Peo in Interest of WW
24CA1036
Colo. Ct. App.May 22, 2025Background
- The Larimer County Department of Human Services filed a dependency and neglect petition regarding W.W. and C.W., alleging that their father, J.W., had sexually abused C.W. and physically abused both children.
- J.W. stipulated to a “no-fault” adjudication and agreed to a treatment plan which required, among other things, a psychological evaluation with a sexual abuse focus.
- The parties could not agree on an evaluator, so the juvenile court appointed Dr. Bartels; J.W. refused to participate in her evaluation, instead obtaining his own evaluations.
- Over the course of three years, J.W. failed to progress in the treatment plan, especially in rebuilding relationships and demonstrating adequate parental improvements, leading to a motion to terminate parental rights.
- The juvenile court terminated J.W.'s parental rights after a multi-day hearing, finding the treatment plan was appropriate, J.W. was unfit, and no less drastic alternative to termination existed.
Issues
| Issue | J.W.'s Argument | People/Department's Argument | Held |
|---|---|---|---|
| Appropriateness of Treatment Plan | Plan as implemented was improper due to SOMB evaluator and planned use of specific assessment tool (LOOK) | Evaluator and tools did not violate stipulation or require SOMB standards/admissions; plan was appropriate | Treatment plan, as implemented, was appropriate |
| Requirement to Complete SOMB Evaluation | Cannot be required to do SOMB/psychosexual eval without conviction | Plan didn’t require actual SOMB evaluation or admission, only a psychological evaluation with sexual focus | No violation; plan did not require SOMB evaluation |
| Unfitness Finding | Court did not properly specify unfitness or consider all statutory bases | Sufficient evidence of failure to provide reasonable parental care; persistent lack of progress and failure to engage | Unfitness finding sufficient and supported by record |
| Less Drastic Alternatives | Alternatives like APR to mother or modified plan should have been chosen | Children required permanency; APR or alternative plans not viable or in children’s best interest | No viable less drastic alternative; termination affirmed |
Key Cases Cited
- People in Interest of D.P., 160 P.3d 351 (Colo. App. 2007) (A treatment plan is not inappropriate just because it is unsuccessful.)
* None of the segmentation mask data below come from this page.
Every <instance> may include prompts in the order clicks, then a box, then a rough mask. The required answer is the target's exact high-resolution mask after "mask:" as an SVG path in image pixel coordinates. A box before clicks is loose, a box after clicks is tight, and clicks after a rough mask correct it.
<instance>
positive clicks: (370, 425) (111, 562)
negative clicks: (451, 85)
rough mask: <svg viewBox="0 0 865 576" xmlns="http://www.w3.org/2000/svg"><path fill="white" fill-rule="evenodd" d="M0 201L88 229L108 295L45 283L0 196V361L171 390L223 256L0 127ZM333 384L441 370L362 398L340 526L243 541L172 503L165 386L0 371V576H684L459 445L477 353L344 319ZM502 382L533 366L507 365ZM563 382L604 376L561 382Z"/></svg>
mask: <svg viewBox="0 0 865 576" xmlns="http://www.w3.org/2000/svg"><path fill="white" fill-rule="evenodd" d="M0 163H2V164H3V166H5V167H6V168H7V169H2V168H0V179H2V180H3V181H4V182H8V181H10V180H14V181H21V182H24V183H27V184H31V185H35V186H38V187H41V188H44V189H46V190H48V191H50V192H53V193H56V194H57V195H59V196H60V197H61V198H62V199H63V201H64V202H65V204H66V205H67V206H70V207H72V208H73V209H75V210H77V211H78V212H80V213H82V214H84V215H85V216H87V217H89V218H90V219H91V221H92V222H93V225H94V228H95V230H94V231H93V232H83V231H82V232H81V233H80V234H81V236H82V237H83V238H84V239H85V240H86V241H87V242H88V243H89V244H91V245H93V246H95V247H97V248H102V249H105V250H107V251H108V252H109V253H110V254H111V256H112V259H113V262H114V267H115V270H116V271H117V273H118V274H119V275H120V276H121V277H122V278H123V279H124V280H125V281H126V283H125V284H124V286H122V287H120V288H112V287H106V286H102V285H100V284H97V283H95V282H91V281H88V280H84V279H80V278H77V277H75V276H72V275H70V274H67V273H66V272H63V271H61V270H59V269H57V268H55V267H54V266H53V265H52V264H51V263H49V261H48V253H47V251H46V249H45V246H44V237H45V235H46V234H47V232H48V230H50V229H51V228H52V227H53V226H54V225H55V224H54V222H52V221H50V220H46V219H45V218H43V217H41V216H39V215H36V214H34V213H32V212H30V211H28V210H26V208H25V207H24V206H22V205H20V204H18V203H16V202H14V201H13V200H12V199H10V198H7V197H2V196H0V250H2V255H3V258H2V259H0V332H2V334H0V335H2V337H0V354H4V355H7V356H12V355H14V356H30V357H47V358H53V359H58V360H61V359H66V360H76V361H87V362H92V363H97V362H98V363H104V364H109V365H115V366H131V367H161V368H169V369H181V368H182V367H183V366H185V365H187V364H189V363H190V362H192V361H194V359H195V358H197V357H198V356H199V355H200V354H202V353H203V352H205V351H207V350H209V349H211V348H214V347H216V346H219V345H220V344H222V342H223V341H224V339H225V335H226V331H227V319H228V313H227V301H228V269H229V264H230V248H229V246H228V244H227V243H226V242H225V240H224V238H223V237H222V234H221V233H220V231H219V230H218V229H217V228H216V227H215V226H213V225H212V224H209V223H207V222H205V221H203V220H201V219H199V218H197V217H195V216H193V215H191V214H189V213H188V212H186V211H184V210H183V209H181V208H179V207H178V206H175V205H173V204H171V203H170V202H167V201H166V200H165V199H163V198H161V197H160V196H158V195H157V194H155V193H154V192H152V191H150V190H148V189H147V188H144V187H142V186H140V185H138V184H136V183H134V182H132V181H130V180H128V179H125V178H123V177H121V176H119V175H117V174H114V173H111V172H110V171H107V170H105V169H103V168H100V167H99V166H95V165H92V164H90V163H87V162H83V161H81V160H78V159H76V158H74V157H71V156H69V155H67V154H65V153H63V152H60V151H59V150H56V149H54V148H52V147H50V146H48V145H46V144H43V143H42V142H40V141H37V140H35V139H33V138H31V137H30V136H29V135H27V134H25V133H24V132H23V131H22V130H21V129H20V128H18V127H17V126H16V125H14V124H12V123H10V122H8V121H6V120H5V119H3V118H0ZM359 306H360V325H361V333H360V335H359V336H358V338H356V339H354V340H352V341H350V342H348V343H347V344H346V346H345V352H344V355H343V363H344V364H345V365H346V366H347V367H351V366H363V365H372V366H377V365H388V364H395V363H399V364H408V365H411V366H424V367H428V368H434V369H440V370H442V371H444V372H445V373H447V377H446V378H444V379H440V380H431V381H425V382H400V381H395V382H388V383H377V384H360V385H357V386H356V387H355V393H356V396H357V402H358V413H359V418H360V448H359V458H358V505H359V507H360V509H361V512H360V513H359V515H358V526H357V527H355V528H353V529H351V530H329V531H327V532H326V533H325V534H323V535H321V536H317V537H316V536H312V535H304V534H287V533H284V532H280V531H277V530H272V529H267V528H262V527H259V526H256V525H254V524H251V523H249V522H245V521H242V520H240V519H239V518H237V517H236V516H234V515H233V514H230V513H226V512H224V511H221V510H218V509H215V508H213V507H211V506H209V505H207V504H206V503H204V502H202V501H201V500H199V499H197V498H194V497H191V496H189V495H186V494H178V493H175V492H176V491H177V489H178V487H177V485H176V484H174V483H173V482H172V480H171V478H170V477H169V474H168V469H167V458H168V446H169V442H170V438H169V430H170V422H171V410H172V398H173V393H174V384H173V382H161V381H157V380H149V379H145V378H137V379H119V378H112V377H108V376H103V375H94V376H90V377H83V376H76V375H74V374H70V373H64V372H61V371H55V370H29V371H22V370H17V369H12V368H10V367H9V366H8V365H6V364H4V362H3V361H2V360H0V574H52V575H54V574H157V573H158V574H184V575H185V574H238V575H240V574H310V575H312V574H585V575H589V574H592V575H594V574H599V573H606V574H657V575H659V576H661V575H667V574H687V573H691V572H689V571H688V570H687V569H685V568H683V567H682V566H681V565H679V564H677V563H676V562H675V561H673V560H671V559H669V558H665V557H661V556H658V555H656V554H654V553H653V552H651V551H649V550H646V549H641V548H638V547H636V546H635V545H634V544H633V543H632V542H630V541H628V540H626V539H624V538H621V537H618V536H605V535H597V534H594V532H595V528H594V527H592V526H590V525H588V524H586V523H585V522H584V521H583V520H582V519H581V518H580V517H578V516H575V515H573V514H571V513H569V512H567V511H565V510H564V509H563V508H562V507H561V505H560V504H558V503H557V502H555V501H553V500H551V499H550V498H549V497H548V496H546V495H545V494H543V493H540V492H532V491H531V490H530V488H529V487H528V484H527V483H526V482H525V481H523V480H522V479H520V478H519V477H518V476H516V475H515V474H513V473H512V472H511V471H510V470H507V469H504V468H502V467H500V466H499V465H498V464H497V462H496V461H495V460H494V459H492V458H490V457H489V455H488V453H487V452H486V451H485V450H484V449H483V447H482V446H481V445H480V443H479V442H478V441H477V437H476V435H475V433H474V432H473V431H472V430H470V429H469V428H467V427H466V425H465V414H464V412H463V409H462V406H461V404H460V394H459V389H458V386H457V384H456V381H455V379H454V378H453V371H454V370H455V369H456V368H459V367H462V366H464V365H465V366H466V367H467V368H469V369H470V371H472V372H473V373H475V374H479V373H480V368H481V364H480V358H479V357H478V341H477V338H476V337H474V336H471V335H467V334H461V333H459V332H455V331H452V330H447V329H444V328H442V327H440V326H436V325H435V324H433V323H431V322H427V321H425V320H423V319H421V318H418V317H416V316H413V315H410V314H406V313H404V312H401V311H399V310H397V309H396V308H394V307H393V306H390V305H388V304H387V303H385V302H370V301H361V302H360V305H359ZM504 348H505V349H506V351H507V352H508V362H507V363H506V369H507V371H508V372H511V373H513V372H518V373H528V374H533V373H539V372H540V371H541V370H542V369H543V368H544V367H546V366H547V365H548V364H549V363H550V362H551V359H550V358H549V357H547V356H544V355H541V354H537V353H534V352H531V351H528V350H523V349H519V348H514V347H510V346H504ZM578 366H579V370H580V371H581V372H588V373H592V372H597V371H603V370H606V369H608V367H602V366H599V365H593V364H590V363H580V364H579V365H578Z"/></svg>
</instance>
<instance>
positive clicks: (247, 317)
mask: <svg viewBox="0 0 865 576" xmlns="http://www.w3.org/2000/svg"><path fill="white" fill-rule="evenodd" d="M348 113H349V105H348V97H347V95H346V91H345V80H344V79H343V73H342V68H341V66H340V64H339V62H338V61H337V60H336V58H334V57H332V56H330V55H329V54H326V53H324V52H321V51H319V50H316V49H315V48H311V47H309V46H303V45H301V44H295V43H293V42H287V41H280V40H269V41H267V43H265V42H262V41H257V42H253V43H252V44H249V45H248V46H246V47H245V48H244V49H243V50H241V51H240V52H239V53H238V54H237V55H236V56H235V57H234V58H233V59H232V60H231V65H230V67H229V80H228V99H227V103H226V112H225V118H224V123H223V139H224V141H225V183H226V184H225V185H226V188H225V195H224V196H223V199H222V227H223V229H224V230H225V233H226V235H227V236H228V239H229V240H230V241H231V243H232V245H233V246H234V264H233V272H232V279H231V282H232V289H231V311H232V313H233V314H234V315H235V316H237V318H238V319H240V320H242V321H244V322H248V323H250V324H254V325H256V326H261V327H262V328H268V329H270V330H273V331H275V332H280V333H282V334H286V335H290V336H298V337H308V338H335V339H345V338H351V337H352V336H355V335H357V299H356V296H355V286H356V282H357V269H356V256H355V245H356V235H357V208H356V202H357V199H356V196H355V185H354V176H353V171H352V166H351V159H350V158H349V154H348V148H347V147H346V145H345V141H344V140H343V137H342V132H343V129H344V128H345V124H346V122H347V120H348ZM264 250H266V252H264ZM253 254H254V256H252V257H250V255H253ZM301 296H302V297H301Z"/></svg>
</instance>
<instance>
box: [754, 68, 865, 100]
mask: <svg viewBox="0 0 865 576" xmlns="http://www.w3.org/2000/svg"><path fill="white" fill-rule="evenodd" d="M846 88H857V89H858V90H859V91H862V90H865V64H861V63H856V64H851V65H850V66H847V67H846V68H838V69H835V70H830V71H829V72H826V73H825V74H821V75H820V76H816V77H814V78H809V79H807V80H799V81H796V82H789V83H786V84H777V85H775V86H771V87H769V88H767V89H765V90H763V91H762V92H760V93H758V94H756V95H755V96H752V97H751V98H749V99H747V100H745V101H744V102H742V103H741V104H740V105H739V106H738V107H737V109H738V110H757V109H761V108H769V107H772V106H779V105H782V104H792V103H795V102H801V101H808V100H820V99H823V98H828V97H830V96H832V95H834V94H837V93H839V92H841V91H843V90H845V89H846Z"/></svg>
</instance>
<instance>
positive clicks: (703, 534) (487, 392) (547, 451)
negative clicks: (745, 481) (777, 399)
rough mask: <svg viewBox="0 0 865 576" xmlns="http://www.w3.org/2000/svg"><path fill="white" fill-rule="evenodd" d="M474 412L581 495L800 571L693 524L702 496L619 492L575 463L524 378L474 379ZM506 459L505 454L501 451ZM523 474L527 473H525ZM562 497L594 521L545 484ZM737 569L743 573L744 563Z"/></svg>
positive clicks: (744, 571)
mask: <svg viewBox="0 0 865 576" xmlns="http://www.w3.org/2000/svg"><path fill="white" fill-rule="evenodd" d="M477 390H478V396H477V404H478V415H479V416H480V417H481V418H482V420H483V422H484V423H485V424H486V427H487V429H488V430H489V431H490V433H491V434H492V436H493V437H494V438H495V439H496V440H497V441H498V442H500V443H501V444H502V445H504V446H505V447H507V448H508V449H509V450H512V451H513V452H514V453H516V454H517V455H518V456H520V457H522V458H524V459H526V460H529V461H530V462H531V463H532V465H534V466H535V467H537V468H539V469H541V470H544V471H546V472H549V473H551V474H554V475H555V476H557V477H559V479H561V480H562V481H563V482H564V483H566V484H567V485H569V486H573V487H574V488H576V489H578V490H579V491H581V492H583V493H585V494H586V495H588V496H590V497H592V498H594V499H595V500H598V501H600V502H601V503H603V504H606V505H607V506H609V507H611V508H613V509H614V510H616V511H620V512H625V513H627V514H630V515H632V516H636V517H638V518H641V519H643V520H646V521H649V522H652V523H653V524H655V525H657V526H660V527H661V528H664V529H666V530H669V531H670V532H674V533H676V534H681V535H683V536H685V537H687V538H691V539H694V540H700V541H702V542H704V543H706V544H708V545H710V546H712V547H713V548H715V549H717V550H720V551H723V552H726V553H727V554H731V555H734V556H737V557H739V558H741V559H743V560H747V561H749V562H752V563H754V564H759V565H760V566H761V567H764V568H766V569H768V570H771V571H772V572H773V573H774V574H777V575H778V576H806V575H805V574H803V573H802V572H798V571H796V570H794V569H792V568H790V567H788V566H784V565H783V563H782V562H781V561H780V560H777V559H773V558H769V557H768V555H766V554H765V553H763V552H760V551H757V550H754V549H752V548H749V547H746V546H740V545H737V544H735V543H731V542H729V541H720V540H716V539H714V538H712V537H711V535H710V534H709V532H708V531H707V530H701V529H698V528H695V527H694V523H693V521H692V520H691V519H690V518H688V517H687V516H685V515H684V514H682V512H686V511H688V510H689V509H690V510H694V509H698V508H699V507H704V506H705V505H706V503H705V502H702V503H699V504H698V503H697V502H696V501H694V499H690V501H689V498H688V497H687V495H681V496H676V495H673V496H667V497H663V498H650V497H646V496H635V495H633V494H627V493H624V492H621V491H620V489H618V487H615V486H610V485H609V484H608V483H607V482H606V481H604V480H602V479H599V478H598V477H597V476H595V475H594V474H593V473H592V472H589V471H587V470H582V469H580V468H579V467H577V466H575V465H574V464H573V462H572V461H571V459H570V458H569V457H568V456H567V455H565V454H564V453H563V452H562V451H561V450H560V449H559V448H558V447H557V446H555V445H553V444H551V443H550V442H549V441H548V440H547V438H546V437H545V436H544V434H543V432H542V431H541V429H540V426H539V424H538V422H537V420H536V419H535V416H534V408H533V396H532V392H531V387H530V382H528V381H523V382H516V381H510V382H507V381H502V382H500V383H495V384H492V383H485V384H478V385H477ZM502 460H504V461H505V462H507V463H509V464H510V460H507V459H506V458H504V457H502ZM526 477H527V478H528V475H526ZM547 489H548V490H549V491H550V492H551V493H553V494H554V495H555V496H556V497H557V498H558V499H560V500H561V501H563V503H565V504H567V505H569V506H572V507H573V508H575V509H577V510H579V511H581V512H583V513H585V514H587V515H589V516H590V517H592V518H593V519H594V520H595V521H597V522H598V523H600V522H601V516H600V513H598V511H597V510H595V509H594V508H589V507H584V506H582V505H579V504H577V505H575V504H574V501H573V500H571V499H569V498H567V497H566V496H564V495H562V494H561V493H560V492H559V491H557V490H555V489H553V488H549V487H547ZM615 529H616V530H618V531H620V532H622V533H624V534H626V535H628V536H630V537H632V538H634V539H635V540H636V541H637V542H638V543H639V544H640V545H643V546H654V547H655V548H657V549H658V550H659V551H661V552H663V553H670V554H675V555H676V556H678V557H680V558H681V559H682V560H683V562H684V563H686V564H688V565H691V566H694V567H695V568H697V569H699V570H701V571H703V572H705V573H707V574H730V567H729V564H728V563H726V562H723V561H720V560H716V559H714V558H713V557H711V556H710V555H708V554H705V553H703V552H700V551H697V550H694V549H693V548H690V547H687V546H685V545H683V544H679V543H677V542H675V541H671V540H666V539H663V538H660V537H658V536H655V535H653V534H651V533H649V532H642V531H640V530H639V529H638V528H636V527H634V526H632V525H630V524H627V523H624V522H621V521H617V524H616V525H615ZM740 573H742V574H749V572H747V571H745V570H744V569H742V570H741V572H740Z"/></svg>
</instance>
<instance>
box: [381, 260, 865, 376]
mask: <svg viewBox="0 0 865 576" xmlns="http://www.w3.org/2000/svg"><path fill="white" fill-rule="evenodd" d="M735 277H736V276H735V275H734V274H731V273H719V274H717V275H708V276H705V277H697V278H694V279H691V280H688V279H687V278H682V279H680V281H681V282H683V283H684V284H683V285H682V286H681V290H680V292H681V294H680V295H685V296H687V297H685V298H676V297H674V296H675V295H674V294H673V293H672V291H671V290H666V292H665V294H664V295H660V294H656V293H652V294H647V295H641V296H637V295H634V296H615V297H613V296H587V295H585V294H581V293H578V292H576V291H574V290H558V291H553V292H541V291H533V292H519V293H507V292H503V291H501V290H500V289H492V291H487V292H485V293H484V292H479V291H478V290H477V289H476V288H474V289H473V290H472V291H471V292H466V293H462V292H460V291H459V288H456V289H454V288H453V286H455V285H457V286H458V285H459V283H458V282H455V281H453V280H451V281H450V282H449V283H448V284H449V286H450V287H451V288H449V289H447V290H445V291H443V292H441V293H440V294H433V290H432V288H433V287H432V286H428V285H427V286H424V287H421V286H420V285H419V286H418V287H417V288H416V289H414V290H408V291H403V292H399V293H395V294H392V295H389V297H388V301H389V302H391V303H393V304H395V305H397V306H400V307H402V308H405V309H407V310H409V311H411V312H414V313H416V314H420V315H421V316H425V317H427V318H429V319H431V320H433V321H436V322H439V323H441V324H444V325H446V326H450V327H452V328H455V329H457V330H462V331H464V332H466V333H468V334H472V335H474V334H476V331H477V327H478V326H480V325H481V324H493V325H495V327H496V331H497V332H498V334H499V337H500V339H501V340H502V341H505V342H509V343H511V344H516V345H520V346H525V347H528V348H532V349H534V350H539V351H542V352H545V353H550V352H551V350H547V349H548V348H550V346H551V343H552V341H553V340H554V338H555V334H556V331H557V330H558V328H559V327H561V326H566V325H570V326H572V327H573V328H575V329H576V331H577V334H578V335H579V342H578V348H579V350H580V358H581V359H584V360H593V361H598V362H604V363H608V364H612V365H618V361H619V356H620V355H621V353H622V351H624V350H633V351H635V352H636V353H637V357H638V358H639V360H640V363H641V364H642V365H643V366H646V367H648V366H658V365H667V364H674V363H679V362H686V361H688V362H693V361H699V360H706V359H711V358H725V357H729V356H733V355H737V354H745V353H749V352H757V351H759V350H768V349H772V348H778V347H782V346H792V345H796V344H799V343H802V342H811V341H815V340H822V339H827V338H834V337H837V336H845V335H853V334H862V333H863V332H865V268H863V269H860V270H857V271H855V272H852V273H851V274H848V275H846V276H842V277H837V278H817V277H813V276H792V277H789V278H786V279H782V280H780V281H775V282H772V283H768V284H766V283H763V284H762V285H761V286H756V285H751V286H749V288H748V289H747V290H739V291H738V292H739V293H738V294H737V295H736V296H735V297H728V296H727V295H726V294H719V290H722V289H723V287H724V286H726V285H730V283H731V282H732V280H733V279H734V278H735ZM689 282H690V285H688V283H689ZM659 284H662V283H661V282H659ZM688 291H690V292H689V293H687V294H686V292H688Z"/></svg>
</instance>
- People in Interest of B.C., 122 P.3d 1067 (Colo. App. 2005) (Appropriateness of treatment plan must be assessed at time of approval.)
- People in Interest of C.L.S., 934 P.2d 851 (Colo. App. 1996) (Juvenile court may address material barriers to reunification, even if not basis of adjudication.)
- People in Interest of A.J., 143 P.3d 1143 (Colo. App. 2006) (Defines reasonable parental care in termination context.)
- People in Interest of J.M.B., 60 P.3d 790 (Colo. App. 2002) (Adequacy of findings reviewed in context of statutory criteria.)